きよぼん

さかなのこのきよぼんのレビュー・感想・評価

さかなのこ(2022年製作の映画)
5.0
アイツの視界に、オレは入っちゃいねえ。

天才の子の親は、子どもが幸せになるために常識に縛られない。普通の子の親は子どもが不幸にならないために常識を身につけさせる。そんなことを考えたりした。

「子どもなのに魚にしか興味なくておかしくないか?」そんな周囲の「常識」の声に負けずに、母親は魚大好きのミー坊の行動をプッシュ。海に行ってはたこをつかまえて一騒動。
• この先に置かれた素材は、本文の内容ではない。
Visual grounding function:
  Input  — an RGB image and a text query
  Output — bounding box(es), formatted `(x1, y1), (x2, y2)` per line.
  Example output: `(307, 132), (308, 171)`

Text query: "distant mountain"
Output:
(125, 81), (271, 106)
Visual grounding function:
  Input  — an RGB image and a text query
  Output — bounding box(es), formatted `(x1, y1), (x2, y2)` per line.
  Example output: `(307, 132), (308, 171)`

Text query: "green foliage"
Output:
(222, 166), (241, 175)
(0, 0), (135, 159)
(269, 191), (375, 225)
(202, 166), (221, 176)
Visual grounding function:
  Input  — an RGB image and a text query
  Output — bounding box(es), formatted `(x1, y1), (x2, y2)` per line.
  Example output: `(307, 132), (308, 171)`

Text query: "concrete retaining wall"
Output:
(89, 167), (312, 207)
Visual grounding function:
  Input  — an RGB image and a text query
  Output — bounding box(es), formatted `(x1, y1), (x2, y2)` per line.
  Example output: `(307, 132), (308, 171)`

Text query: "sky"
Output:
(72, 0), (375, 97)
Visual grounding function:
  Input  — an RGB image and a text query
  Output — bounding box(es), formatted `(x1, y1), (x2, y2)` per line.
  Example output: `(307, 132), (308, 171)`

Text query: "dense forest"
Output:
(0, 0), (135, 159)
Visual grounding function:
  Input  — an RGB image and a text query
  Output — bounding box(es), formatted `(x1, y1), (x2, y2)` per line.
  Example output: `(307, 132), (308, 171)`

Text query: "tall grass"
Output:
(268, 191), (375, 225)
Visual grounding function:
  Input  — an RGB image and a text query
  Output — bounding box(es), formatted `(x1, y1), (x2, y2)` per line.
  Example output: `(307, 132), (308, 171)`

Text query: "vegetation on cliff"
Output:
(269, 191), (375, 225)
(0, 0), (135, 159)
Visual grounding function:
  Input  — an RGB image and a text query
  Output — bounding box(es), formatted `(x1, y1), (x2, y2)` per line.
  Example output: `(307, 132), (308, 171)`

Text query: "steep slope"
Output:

高校生になってからは、不良グループたちを巻き込んでのカブトガニを育てるというドタバタ。魚がトコトン好きなミー坊が周囲を笑顔でいっぱいにする幸せすぎる時間が楽しい!

学校を出てから社会人になってからの展開は少しビター。「常識」を身につけてこなかったミー坊は、どんな仕事もうまくいかない。生きていく上での常識を身につけていることのプラスとマイナスをみせられたのは、幸せって何かを考えると難しい。

しかし、ご心配なく。好きなことが自分を助けてくれて、ミー坊が笑顔にしてきた人たちが彼を助けてくれる。後半いろいろあっても、映画はハッピーエンドへ向けて突っ走るのだ。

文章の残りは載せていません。